Waterfall Wednesday: Unnamed Falls
This week we go to an unnamed waterfall in Buttermilk Falls State Park that almost wasn’t part of my 50 New York Waterfalls project. I was conflicted about including an unnamed waterfall in the project when all the other waterfalls were main features with their own names. Ultimately decided this waterfall was too pretty not to paint.
Buttermilk Falls State Park is located along Route 13 just outside of Ithaca, New York on the southern end of Cayuga Lake. The 811 acre park has a campground, picnic areas, playing fields, hiking trails, and a natural pool.
The Gorge Trail along Buttermilk Creek has 10 waterfalls varying between 5 to 35 feet in height. There is a 500 foot elevation gain, which means that the trail is steep in places with many steps.
Buttermilk Falls itself is a ~100 foot waterfall that gets its name from the appearance of its churning waters (during high flow) and is the main attraction of the park with the swimming area below. However, there are many beautiful waterfalls within the gorge including today’s featured waterfall. Today’s Unnamed Falls is approximately 10 feet tall and is located towards the upper section of the trail just after Pinnacle Rock.
The area around Buttermilk Falls State Park was originally home to Native American tribes who were part of the Iroquois Confederacy. During the Revolutionary War, they were driven from their homes by Continental Soldiers. Their abandoned log cabin homes, orchards, and farm lands were burned. The land was later partitioned out to settlers.
During the 1850s, the area was a center of industry with several mills that drew off of the water power of the gorge. There was a mill at the the base of Buttermilk Falls where the swimming area is today and also a larger gristmill towards the top of the gorge. A dam at the top of Buttermilk Falls supplied water to the City of Ithaca until the early 1900s.

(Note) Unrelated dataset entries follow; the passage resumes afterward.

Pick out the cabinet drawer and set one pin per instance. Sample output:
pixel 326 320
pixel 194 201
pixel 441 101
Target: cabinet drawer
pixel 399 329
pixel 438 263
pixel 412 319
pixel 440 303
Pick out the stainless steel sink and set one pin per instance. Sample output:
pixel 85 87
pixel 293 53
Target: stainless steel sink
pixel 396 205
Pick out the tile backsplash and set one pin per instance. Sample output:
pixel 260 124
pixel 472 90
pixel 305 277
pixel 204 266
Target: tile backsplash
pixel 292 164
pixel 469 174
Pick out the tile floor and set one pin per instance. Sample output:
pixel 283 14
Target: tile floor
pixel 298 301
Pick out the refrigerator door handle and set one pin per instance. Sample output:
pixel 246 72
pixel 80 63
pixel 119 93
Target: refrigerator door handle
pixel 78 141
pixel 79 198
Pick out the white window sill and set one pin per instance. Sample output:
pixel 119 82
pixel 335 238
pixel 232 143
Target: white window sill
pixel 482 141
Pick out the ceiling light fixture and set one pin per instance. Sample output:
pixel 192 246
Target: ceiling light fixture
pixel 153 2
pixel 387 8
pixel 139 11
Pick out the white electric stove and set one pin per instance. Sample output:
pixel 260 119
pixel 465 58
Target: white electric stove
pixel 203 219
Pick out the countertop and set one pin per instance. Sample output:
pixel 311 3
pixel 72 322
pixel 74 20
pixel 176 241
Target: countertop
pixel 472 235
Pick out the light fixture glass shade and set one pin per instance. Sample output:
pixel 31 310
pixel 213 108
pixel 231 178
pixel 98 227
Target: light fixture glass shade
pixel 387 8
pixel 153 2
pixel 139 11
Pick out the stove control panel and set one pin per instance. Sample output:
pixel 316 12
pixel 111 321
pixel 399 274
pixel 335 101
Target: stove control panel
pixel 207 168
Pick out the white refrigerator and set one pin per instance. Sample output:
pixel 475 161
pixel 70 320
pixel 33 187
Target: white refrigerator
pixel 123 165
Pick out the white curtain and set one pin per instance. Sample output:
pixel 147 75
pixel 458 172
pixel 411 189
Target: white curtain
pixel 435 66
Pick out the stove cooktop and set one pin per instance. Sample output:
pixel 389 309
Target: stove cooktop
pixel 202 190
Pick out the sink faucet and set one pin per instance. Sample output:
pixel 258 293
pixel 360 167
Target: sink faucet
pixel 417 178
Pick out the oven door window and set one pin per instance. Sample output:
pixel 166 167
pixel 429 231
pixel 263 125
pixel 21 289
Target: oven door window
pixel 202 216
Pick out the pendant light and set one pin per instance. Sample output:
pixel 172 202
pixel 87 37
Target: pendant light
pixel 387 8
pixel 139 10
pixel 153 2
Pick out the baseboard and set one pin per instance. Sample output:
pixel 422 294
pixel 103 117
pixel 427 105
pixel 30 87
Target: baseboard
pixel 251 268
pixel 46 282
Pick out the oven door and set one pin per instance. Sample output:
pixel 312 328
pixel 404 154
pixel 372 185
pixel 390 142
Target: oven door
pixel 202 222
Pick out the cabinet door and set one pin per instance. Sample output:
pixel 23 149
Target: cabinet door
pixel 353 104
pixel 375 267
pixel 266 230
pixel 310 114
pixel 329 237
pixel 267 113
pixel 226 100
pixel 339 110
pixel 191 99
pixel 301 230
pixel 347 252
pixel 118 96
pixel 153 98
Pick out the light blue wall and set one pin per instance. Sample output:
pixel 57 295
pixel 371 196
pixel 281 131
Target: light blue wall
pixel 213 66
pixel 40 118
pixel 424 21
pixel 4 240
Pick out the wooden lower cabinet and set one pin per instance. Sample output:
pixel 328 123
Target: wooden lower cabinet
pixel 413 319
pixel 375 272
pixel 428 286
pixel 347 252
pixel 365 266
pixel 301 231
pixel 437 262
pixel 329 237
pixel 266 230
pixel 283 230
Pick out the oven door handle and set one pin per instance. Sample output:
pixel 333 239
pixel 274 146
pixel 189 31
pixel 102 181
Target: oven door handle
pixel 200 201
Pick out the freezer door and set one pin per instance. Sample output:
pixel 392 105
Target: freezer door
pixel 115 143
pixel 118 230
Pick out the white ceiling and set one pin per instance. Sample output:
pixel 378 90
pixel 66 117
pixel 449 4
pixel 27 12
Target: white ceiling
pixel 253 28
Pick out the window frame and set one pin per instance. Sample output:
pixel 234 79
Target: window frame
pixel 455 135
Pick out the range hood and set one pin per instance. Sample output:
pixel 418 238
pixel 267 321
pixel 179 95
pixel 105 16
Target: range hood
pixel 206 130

Like other parks in the ‘Ithaca area, the land for Buttermilk State Park was initially granted to the state by Robert and Laura Treman in 1924.
In the 1930’s, the Civilian Conservation Corps made improvements to the infrastructure by creating stone walkways along the gorge. At the upper portion of the park is a 35 foot high stone dam also built by the Civilian Conservation Corps. The dam created Treman Lake which is a small peaceful reservoir.
Painting Unnamed Falls
Like I mentioned above, I was stuck by the beauty of this waterfall and decided that I needed to include it in this project. It was one of the last waterfalls that I painted during this 60 day project. My favorite parts of the scene were the deep blue plunge pool, and the way the dry rock in the foreground contrasted with the wet rock of the waterfall.
Have you visited Buttermilk Falls State Park?